In comparison, DeepSphere scales as $\bO(N_{pix})$ (see \secref{efficient_convolution}), at the expense of not being exactly equivariant (see \ref{sec:comparison_spherical_harmonics}).
Being a mathematically well-defined rotation equivariant network is the main advantage of methods based on spherical harmonics, though the fact that convolution kernels are learned probably compensates for inexact equivariance.
See \citep{kondor2018equivariance} for a rigorous treatment of convolution and equivariance in NNs.
While defining the convolution in the spectral domain avoids all sampling issues, filters so defined are not naturally localized in the original domain.

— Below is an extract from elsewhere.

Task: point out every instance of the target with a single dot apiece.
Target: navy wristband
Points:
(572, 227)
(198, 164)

Localization is desired for the transformation to be stable to local deformation \citep{mallat2012scattering}, and most interactions in the data are local anyway.
A straightforward way to impose locality in the original domain is to impose smoothness in the spectral domain, by Heisenberg's uncertainty principle.\footnote{Heisenberg's uncertainty principle states that a filter cannot be arbitrarily concentrated in one domain without being de-concentrated in the other.}
A more elegant approach is to define filters that are provably localized.
The filters defined in \eqnref{graph_convolution_monomial} and \eqnref{graph_convolution_cheby}, by being polynomials of the Laplacian, are of this kind.
All the presented 2D and spherical CNNs cannot be easily accelerated when the data lies on a part of the sphere only.
That is an important use case in cosmology as measurements are often partial, i.e., whole sky maps are rare.
One could still fill the unseen part of the sphere with zeros, and avoid computing empty integrals.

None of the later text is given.